Ходжанияза на специальном самолете увезли в Урумчи. Кашгарцам надоели частые, как непостоянная погода, перемены власти, последние события они приняли с безразличием, по поговорке: «Кого брат возьмет, та и невестка твоя». Три года грабежей и разбоев, убийств и лишений не успокоили людские души. Жители отчасти были рады тому, что в Кашгар вошли национальные отряды Махмута, однако присутствие в кашгарском Новом городе китайских солдат ощущалось так, будто рядом с овцой привязали волка. И все-таки время военного смятения миновало, начиналась «новая эпоха», и, чтобы громогласно возвестить о ней, была задумана грандиозная церемония на площади Хейтка.
Оповестили даже отдаленные селения, и народ стал стекаться на площадь. Перед глазами людей возвышалась наподобие шапки сцена, обшитая пестро-зеленоватым полотном, на передней ее стенке лозунги по-уйгурски и по-китайски: «Торжественное собрание кашгарского народа», «Да здравствует единение народов Синьцзяна!» В центре красовался огромный портрет Сунь Ятсена. По бокам трибуны установили государственные флаги, внизу разместились музыканты в военной форме.
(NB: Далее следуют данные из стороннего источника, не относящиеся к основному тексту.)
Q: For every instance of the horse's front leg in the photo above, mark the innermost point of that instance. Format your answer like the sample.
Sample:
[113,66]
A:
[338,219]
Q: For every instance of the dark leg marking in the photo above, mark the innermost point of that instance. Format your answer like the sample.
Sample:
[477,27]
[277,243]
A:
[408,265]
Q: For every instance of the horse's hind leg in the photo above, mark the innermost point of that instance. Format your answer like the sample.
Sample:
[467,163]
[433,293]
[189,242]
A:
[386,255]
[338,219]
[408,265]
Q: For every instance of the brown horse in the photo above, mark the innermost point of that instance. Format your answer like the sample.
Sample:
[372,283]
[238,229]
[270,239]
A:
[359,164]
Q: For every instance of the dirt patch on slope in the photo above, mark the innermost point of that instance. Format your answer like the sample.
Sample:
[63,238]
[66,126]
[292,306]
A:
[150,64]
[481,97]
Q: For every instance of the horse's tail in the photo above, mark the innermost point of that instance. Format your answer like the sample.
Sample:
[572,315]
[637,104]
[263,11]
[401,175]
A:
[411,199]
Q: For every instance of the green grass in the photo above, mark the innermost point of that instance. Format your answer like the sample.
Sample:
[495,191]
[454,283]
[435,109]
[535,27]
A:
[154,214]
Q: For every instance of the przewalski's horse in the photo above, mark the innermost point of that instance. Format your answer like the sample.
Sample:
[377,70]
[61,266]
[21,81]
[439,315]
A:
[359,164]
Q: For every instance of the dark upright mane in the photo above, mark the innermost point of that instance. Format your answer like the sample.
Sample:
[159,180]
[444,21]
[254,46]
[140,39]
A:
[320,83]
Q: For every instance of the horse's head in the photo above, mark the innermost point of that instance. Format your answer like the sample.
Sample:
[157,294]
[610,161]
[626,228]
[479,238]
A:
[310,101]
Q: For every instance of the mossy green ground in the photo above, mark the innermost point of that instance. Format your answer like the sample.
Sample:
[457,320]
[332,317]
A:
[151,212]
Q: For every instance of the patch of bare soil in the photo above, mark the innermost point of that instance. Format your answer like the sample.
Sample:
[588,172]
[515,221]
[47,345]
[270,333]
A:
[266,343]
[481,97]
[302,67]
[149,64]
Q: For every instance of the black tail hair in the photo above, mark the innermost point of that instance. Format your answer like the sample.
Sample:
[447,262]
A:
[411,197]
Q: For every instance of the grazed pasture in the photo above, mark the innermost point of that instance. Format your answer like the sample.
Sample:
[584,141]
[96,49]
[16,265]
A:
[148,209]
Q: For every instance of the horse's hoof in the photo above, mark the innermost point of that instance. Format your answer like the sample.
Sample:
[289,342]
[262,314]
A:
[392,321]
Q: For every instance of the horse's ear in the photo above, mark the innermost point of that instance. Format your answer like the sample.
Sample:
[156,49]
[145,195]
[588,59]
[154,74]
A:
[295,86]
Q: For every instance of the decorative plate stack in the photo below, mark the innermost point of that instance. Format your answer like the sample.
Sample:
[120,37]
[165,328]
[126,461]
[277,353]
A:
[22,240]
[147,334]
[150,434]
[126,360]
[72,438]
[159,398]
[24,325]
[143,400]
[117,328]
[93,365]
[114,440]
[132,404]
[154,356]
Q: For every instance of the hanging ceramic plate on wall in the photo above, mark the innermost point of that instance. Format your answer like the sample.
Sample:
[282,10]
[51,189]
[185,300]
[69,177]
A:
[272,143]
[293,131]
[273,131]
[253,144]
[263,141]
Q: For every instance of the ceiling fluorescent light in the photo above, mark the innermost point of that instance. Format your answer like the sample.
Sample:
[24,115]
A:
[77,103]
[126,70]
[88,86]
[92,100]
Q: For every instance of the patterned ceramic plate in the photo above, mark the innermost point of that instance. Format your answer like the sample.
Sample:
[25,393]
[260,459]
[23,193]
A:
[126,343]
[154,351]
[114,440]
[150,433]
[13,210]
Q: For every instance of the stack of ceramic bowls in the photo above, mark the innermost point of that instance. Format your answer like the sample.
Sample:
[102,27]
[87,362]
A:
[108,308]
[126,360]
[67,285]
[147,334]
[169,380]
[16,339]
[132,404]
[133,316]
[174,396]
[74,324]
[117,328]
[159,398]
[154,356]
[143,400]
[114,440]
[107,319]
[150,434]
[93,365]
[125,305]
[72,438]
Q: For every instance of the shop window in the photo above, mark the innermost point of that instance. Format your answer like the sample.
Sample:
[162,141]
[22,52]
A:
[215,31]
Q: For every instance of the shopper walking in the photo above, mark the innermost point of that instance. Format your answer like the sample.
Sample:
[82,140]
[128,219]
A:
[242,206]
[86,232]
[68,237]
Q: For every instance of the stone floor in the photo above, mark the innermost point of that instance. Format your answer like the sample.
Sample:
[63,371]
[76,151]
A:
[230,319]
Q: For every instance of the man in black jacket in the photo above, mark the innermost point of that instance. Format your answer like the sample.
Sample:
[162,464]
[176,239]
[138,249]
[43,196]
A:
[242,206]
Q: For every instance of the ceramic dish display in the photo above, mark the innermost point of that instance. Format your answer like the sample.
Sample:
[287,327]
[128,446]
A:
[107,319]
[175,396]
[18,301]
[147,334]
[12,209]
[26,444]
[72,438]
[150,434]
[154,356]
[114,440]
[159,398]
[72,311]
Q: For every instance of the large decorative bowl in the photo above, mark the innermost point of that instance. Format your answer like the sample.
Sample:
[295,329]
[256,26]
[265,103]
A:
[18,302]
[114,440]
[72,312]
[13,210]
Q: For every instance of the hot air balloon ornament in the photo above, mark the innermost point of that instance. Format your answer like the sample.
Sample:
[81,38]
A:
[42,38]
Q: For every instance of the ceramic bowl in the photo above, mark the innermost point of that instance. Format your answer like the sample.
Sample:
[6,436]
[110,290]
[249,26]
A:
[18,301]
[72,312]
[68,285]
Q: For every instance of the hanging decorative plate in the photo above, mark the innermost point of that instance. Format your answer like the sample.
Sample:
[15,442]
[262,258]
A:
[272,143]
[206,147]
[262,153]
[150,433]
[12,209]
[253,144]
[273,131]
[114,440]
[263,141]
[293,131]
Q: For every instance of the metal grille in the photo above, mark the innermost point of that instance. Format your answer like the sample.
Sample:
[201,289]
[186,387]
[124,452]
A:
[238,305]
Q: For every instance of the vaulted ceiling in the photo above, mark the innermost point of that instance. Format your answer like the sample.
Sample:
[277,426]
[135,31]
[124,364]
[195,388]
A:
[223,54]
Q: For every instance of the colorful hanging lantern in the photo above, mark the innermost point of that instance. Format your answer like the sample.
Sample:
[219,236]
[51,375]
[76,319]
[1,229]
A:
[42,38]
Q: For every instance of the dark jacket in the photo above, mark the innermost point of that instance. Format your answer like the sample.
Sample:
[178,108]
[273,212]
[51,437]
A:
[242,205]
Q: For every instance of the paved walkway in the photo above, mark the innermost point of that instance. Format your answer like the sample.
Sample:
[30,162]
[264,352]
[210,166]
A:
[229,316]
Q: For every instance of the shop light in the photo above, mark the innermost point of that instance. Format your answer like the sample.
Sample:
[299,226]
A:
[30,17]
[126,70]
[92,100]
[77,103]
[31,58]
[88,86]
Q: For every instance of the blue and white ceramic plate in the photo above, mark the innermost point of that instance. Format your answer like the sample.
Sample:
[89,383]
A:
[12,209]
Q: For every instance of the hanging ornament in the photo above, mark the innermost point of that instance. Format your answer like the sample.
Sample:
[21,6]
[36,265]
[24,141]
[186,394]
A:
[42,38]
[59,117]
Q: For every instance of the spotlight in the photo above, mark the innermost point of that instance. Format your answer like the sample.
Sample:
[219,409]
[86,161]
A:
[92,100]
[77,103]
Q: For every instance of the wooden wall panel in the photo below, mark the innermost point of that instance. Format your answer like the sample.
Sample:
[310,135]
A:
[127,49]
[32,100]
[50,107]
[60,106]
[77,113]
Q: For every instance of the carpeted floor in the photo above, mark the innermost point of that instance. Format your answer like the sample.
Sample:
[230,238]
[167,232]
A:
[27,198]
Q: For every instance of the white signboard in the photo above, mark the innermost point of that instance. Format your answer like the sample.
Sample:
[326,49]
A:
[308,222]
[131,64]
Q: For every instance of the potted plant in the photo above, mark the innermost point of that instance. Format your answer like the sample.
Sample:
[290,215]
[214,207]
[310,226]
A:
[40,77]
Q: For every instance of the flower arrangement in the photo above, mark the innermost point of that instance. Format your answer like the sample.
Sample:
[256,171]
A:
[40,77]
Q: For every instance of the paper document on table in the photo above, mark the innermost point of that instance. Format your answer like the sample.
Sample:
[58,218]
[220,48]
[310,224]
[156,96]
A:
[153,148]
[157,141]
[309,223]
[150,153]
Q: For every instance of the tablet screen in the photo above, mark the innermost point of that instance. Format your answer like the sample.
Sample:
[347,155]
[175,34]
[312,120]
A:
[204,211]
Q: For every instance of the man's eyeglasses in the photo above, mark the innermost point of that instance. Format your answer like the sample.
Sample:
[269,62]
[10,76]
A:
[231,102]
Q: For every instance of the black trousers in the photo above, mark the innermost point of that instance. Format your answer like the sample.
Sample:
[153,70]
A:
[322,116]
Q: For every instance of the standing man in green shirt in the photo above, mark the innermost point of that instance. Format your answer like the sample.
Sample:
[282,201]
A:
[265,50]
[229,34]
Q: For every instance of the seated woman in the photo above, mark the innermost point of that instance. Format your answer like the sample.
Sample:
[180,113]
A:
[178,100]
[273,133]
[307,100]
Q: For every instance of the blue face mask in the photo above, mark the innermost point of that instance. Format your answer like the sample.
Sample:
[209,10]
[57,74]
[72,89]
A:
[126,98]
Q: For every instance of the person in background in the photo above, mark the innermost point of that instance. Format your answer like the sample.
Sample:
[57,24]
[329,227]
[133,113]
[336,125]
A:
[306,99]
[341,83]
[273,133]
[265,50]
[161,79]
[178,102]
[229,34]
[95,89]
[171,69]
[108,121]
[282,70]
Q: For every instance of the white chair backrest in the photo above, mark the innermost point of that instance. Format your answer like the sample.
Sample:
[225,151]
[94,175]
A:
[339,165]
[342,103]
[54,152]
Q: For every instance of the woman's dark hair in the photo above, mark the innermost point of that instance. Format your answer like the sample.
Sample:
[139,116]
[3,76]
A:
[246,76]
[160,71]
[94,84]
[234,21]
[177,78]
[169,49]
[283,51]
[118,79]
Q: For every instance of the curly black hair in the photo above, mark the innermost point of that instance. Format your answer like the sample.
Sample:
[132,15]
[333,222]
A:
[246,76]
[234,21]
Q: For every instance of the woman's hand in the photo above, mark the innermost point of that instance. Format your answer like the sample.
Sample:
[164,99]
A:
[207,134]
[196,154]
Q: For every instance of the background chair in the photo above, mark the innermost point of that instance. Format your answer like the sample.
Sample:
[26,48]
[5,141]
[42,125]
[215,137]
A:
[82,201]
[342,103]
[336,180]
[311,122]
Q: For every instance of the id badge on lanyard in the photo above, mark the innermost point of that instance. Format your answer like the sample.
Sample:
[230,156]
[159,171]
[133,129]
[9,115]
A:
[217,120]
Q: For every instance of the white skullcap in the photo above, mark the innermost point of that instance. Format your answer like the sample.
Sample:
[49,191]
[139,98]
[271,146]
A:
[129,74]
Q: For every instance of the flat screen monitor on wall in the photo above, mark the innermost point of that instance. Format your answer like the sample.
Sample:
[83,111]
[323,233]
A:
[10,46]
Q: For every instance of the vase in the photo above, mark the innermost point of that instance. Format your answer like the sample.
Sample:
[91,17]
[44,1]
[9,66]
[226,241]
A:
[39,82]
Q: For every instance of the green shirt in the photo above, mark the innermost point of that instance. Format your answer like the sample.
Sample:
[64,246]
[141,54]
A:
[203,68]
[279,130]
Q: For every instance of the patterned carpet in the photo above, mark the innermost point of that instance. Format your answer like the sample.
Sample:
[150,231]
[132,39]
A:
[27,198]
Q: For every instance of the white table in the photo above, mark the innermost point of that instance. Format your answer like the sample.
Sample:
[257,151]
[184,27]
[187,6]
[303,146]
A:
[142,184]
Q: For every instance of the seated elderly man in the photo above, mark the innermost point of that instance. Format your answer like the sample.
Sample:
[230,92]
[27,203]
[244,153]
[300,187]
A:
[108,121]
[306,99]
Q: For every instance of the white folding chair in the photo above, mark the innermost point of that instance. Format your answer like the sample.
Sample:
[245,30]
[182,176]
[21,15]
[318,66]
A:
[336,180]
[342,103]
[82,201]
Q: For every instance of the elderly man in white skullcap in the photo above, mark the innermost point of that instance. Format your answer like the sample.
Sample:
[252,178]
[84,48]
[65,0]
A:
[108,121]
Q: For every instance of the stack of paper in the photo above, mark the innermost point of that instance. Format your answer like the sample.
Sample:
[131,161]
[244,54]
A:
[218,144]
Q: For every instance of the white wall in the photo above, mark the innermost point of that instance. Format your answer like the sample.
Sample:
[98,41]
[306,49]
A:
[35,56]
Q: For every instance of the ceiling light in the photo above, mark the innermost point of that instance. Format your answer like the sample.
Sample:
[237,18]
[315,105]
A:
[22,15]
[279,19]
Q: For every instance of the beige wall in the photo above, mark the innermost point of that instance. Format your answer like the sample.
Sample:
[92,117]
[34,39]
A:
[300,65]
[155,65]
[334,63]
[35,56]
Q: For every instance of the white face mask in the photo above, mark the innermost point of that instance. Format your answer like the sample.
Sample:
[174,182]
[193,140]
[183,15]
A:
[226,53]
— Кто это нарисован, смотрит как живой?
— Наверное, новый падишах!
— Нет, это тот самый Сунь Ятсен, которого прозвали отцом государства!
— Эх, сколько полотна ушло!
— Проповедь читать будут или какая бумага есть?
— Вон власти на сцену вышли!
— Посмотрите — музыканты, наверное, играть будут!
— Можно и без игры, дали бы жить.
Так толковал народ на площади.
Тем временем специальный представитель Шэн Шицая генерал Гун, Махмут, должностные лица и почтенные люди заняли места на сцене. К трибуне вышел китаец с переводчиком.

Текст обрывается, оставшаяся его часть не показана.